Amazon just raised its US minimum wage to $15 — and it's a brilliant strategic move in the 'war for talent'

Jeff Bezos. Photo: Spencer Platt/ Getty Images.
  • Amazon announced on Tuesday that it would raise its minimum wage for all US employees to $US15 an hour, effective November 1.
  • Analysts said Amazon had both political and economic incentives to raise wages – it’s responding to pressure from politicians and activists who have attacked Amazon and CEO Jeff Bezos over the company’s low wages, as well as making itself more attractive to workers in a tight labour market.
  • Several major retailers – including Macy’s,JCPenney, and Kohl’s – are also ramping up efforts to attract workers.

Amazon just signalled that it’s preparing for retail’s so-called war for talent.

The retailer announced on Tuesday that it would raise its minimum wage for all US employees to $US15 an hour, effective November 1.

While CEO Jeff Bezos implied in a statement about the wage hike that it was in response to recent attacks from politicians and activists over the company’s treatment of workers, analysts said there was most likely some economic motivation behind the decision.

“Amazon’s superior growth necessitates a lot of recruitment, which is becoming increasingly difficult in a tight labour market,” Neil Saunders, the managing director of GlobalData Retail, said in a note to clients on Tuesday. “This is especially so over the holiday season.”

Amazon said its new wage increase would affect not only its more than 250,000 full- and part-time employees, but the more than 100,000 seasonal staff members who work for Amazon over the holiday shopping season.

“Without a rise in wages, Amazon would be placing itself at a disadvantage in the labour market,” Saunders added.

The US retail sector is being hit by labour shortages driven by high demand for workers and low unemployment rates.

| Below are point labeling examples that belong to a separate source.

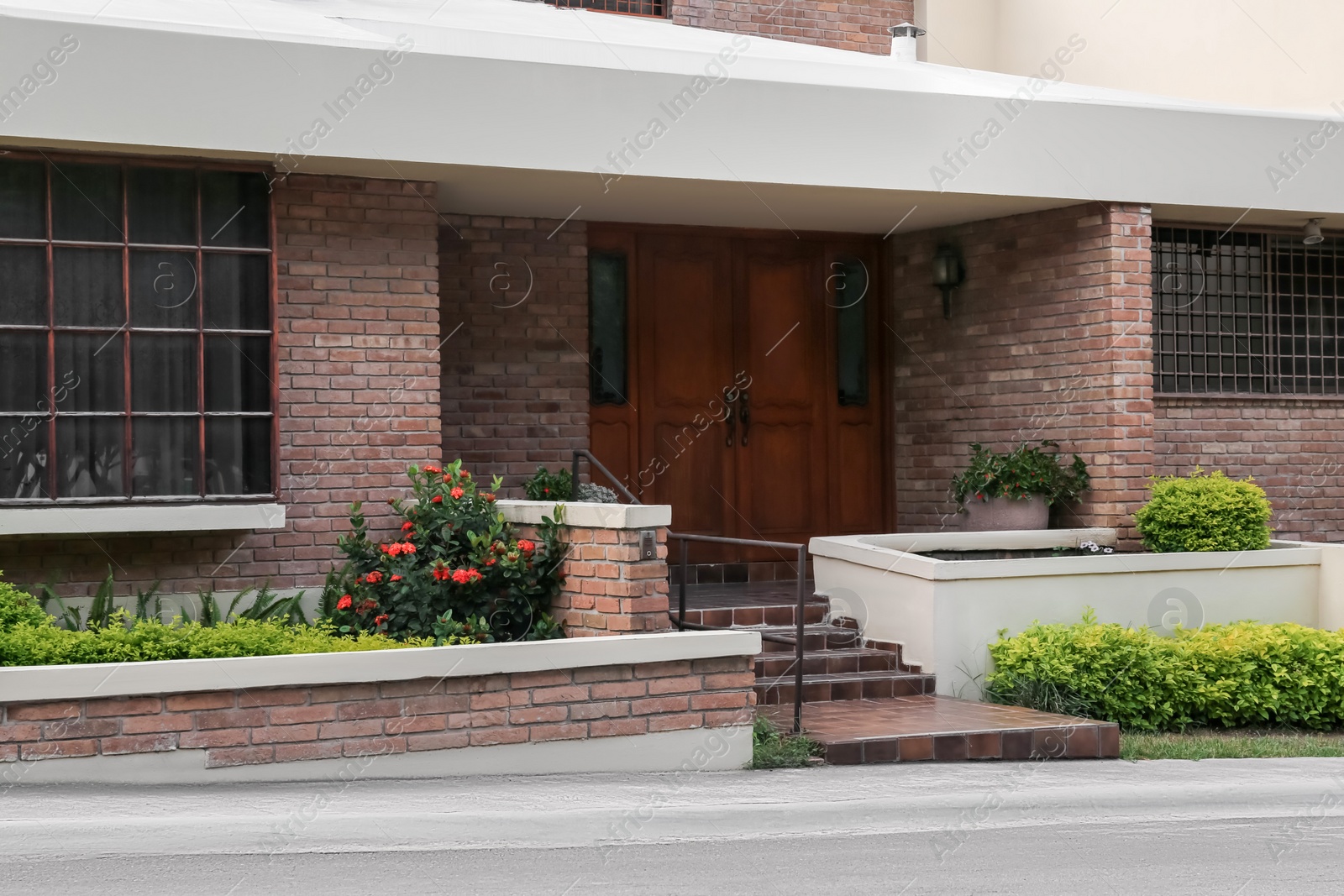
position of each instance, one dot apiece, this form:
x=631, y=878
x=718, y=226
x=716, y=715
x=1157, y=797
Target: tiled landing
x=945, y=728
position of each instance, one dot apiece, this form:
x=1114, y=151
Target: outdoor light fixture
x=1312, y=233
x=948, y=273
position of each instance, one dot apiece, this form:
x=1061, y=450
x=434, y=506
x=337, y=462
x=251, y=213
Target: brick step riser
x=855, y=689
x=750, y=617
x=822, y=664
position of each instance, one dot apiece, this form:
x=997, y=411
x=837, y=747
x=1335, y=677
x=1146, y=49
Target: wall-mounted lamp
x=949, y=270
x=1312, y=233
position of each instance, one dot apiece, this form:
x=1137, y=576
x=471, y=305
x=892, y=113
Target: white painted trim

According to Bureau of Labour Statistics data cited by The Wall Street Journal last month, there were 757,000 retail job openings across the US in July, about 100,000 more than a year ago. Meanwhile, the unemployment rate was 3.9% in August.

As a result, stores have been scrambling to figure out how to win over workers.

Kohl’s has announced 15% discounts and “associate shopping days” for seasonal workers. JCPenney is offering some workers paid training and paid time off, as well as making some eligible for 401(k) benefits. Macy’s, which is looking to hire 80,000 workers for this holiday season, said its part-time workers would be eligible for its “Path to Growth Incentive Plan,” which awards employees a quarterly bonus based on performance.

“With so many companies looking to hire tens of thousands of seasonal employees, employee engagement needs to be put first,” David Mallon, the chief analyst at Bersin by Deloitte Consulting, told Business Insider in September.

For Amazon, this means making a big statement to attract talent.

While the wage hike will affect Amazon’s bottom line, analysts said they thought the returns would outweigh the costs.

“Attracting, and then retaining, quality employees is critical for the ultimate success of any retailer,” Charlie O’Shea, the lead retail analyst at Moody’s, wrote in a note to clients on Tuesday morning, adding that improved worker morale ultimately leads to better service for the customer.